California court allows HIV drug personal injury cases against Gilead

February 14, 2019 Off By Dino Mustafić

The Superior Court of California, County of Los Angeles rejected all but one of Gilead’s arguments to dismiss the HIV/AIDS patients’ legal theories against the company’s TDF-based HIV/AIDS drug, that cause permanent damage tokidneys and bones.

AIDS Healthcare Foundation noted in a press release on Wednesday,  that in May 2018, California patients living with HIV filed a personal injury lawsuit against Gilead Sciences Inc. seeking to hold the Bay Area drug maker accountable for actions around its promotion of tenofovir disoproxil fumarate’s (TDF’s) drug formulation, knowing a safer alternate, tenofovir alafenamide (TAF), existed; failure to warn patients of the damaging side effects of TDF; and active misrepresentation of TDF’s efficacy and risks.

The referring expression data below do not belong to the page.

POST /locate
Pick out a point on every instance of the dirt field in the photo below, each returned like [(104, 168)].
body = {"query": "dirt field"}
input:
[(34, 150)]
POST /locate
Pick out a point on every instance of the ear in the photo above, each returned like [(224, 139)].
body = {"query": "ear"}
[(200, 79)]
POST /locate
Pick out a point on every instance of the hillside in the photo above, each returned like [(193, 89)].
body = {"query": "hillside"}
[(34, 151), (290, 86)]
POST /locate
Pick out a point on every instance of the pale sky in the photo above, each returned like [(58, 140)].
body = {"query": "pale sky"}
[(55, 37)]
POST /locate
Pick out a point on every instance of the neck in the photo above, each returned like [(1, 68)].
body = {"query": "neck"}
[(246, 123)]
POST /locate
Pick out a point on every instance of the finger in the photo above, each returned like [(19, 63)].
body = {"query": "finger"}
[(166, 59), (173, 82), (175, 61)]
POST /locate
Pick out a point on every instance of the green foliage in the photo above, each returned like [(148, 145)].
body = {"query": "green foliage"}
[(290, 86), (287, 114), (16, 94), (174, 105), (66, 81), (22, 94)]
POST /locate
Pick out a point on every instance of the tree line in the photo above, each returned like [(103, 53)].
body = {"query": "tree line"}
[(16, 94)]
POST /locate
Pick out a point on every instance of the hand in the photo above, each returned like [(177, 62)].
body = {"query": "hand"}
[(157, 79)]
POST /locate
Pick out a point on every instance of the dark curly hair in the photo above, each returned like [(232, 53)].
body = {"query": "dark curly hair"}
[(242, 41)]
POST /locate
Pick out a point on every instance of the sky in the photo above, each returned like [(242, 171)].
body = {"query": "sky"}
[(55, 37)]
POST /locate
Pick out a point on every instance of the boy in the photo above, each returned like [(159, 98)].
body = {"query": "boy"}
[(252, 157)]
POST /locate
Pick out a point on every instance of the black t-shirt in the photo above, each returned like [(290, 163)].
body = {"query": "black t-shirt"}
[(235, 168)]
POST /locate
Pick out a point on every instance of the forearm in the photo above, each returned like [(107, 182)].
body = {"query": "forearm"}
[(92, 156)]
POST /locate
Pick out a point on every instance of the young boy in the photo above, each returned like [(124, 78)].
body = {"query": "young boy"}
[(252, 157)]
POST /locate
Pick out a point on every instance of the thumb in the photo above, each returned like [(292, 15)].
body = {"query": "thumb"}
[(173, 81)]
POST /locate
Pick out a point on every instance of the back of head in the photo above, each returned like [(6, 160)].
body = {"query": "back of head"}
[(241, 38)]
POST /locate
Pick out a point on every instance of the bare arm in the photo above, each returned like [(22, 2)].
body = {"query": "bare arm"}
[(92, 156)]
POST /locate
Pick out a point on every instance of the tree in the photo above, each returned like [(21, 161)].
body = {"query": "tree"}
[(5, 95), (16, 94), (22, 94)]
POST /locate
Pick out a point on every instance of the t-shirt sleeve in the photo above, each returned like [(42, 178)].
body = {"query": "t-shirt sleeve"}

AHF is funding the litigation and will not receive any financial recovery from the lawsuit in excess of its actual costs.

The cases also assert that Gilead deliberately and maliciously suppressed from the market its alternate and newer formulation of the drug, TAF, in order to extend the patent life—and sales—of its existing medications that included TDF. Gilead earned over $18 billion in net profit in 2015.

At the time of publishing this article, Gilead has not issued any statements on their website.